I have written in past Pacific War columns about institutional or personally motivated false narratives, narrative hagiography, forgotten via classification narratives and forgotten via extinct organization narratives. Today’s column, like my previous “History Friday: 81st ID’s Peleliu Lessons for MacArthur’s Invasion of Japan” is another on how generational change makes it almost impossible to understand what the WW2 generation is telling us about it’s times without a lot of research. The case in point in this column is the confused development of the mechanized flamethrower tank.

This is a Hawaii built Flametrower of the 713th Flame Tank Battalion on Okinawa.
Figure 1: This is US Army Signal Corps photo of a Hawaii built Flamethrower of the 713th Flame Tank Battalion on Okinawa. This was the second generation of Hawaii flame tanks used in combat in the Spring of 1945.

To take you there this time, first imagine a weapon who’s range and effectiveness varied from shot to shot. Who’s performance was dependent on the wind. Whether it was raining or it got soaked in salt water. Whether a rubber O-seal held pressure or the connection in which it was placed was properly seated. A weapon who had a two component ammunition, solid and liquid, you had to mix in the field before use. That required the chemicals in the solid component of ammunition to be properly ground to a consistent powder with no trace manufacturing contamination, and that required air and water tight packaging of your ammunition hold up in shipment. Which also required of the liquid batch of ammunition you were using not to have had too much water or alcohol contaminating it. And whose mixed performance rapidly and unpredictably deteriorated within hours to weeks since the manufacture of that batch of ammunition, when you did everything right.

It gets better.

This weapon has an effective range of 10 to 20 yards depending on all of the above, requiring a team of 7-15 other soldiers to cover you, as you move up to use it. Your last live fire training — in fact, any training at all — in using this 70 lb back pack weapon with your team happened more than 30 days before you use it. Which, by the way, has an effective firing time in combat of 8-to-10 seconds, and you as its operator are the enemy’s priority target on the battlefield.

Your mission, your life, and the lives of around you, are depending on this weapon. And worse, for all those problems, it was the only effective weapon you have…when it works.

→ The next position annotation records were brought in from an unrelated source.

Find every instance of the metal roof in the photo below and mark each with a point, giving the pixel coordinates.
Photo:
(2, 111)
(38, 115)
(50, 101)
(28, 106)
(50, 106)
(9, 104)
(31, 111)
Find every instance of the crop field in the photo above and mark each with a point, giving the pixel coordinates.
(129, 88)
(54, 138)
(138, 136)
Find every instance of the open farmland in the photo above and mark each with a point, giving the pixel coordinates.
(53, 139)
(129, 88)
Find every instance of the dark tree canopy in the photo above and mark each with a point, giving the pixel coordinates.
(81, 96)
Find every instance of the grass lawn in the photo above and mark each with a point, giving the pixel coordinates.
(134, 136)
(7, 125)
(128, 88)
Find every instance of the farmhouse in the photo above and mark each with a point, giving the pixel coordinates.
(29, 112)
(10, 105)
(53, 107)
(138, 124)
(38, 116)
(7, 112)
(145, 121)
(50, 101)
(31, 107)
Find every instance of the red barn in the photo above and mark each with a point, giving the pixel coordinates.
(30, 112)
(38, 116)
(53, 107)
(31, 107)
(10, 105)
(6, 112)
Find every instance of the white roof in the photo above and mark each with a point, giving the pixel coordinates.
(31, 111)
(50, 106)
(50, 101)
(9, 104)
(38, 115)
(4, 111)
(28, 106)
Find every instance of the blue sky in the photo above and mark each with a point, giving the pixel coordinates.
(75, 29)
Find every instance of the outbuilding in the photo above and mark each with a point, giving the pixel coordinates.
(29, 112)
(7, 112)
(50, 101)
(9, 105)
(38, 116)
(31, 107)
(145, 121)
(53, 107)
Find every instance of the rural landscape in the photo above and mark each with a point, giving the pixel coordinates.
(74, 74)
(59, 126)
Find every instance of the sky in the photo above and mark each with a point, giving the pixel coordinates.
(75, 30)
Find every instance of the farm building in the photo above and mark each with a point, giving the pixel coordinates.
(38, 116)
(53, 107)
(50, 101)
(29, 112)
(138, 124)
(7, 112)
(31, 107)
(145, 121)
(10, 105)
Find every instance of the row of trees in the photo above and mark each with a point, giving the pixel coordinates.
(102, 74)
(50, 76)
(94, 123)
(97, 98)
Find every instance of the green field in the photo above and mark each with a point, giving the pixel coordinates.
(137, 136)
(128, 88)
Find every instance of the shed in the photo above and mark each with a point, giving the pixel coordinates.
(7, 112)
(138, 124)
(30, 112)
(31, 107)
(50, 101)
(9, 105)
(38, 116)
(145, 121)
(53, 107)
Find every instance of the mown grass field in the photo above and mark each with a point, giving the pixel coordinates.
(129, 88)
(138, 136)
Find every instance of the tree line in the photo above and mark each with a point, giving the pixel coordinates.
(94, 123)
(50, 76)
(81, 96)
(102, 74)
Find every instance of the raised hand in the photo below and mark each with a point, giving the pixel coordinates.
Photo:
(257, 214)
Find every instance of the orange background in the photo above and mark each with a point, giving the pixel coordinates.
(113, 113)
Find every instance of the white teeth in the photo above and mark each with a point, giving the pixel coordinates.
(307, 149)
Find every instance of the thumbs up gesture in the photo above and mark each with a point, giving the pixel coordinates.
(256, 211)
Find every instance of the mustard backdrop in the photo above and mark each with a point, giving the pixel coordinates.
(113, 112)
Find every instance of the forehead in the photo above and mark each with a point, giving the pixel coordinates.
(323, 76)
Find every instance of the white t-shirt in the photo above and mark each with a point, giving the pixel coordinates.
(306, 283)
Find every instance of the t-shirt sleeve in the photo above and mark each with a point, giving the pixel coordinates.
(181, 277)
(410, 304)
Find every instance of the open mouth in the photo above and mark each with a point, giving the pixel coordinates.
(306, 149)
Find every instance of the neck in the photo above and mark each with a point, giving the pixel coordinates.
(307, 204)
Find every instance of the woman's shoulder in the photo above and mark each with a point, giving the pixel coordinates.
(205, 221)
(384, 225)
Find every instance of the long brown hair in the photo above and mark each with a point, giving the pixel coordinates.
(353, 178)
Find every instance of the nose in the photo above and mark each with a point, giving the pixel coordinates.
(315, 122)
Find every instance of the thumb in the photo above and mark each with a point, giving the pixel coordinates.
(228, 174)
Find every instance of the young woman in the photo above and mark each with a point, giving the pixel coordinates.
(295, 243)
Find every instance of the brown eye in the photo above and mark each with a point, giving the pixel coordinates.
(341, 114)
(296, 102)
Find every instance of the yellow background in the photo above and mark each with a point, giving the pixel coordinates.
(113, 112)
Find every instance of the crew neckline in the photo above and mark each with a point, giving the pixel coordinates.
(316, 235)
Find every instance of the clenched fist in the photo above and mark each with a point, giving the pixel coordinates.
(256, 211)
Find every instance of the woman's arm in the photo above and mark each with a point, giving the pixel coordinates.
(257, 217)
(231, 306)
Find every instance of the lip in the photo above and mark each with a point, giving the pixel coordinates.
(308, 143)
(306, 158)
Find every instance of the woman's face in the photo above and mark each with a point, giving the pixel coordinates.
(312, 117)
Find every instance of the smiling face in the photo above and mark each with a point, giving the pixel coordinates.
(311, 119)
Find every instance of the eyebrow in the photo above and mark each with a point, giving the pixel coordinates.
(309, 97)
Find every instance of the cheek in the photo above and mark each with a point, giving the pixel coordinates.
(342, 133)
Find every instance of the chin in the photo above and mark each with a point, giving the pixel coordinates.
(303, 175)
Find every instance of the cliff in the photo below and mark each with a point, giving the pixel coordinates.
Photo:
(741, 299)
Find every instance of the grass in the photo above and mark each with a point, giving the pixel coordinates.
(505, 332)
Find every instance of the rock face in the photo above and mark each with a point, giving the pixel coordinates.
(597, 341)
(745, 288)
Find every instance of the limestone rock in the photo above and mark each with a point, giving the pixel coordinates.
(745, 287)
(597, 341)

Those were the facts of life and death for every American portable flame thrower operator in World War 2. It took 18 months of bloody infantry close combat from December 1943 to June 1944, with four increasingly better and more dependable portable flamethrower designs, to work out all those facts.

And it was not until November 1943, with the shatteringly high U.S. Marine casualties during the assault of Betio Island, Tarawa Atoll, Gilbert Islands, that the American military began to seriously entertain fielding a flame throwing tank.